After the move was finalised, the mood at Jeparit-Rainbow turned around straight away. The club needed to change its identity, and its members wholeheartedly embraced the challenge.

In early February, the Jeparit-Rainbow Lakers (the old nickname stemmed from Jeparit and Rainbow being at either end of Lake Hindmarsh) were relaunched as the JR Storm.

The Western Bulldogs-style strip the club had worn in the Mallee league was cast aside and replaced with a custom-designed light green, white and charcoal number, replete with a lightning bolt down the middle.

"The committee chose the jumper design, then we gave the members a choice between green or purple being the predominant colour," Fisher said. "We were looking for something totally different, so we wouldn't have to change it again.

"There were 69 votes for green and 68 for purple. I wasn't sure about the green myself, but I reckon the jumpers have come up well. I think having a new name and new jumper has given the club a fresh start, which we needed."

When the season began, Jeparit-Rainbow's senior side initially found the going tough.

The Storm went down to Horsham District league powerhouse Kalkee by 11 points in round one, and they were then beaten by Taylors Lake in round two.

But the team has been steadily improving since breaking through and defeating Pimpinio in round three. Last weekend, Jeparit-Rainbow stamped itself as a finals contender by edging out perennial heavyweight Harrow-Balmoral.

"It's taken us a while to find our legs," Fisher said. "But we're heading towards getting our full side on the park, and we've really started to come good."

Jeparit-Rainbow's reserves and under-17s have found the going tougher. Both were in the bottom two on the ladder prior to Saturday's away matches against Kalkee.

Nevertheless, things are very bright off the field. "By going south, we've got more members, more supporters at games and more volunteers than we've had for five or six years, which is making life for everyone on the committee a lot easier," Fisher said. "And we seem to have an abundance of players."

Like all clubs based in towns with declining populations, Jeparit-Rainbow will face plenty more challenges in the coming years. But 12 months after it was mired in pessimism, Fisher is adamant that the club's outlook is now bright.
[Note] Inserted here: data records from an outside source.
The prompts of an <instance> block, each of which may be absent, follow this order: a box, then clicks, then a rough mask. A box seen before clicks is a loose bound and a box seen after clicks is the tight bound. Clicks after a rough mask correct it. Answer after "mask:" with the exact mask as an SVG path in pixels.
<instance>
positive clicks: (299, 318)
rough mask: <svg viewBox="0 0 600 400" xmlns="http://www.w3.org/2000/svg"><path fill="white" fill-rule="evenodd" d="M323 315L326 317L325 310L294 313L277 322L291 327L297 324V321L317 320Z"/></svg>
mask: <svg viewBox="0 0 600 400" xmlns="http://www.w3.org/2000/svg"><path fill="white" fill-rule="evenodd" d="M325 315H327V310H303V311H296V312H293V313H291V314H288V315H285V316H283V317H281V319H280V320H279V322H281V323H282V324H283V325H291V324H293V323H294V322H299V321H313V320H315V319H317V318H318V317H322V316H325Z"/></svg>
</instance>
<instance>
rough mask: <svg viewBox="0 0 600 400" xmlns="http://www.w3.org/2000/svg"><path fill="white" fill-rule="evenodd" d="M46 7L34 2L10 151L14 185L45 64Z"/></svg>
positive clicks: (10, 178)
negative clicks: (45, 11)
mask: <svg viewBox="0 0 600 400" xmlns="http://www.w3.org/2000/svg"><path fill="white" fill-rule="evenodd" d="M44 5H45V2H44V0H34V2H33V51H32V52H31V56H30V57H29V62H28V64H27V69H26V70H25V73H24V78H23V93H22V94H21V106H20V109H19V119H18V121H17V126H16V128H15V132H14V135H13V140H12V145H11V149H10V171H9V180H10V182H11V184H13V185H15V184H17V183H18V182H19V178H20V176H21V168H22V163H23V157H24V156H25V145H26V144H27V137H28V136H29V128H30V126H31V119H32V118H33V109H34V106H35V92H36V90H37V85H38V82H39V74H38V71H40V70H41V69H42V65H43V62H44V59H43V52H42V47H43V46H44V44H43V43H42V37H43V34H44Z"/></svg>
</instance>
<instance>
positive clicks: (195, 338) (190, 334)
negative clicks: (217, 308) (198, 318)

"We've gone from things looking pretty bleak, and wondering how we're going to survive, to planning for the future," he said.

JEPARIT-RAINBOW FNC

* The towns of Jeparit and Rainbow have a combined population of around 1200.

* Australia's longest-serving prime minister, Sir Robert Menzies, was born in Jeparit.

* Jeparit-Rainbow's senior side won the first Mallee league premiership in 1997, but didn't make another grand final in that competition.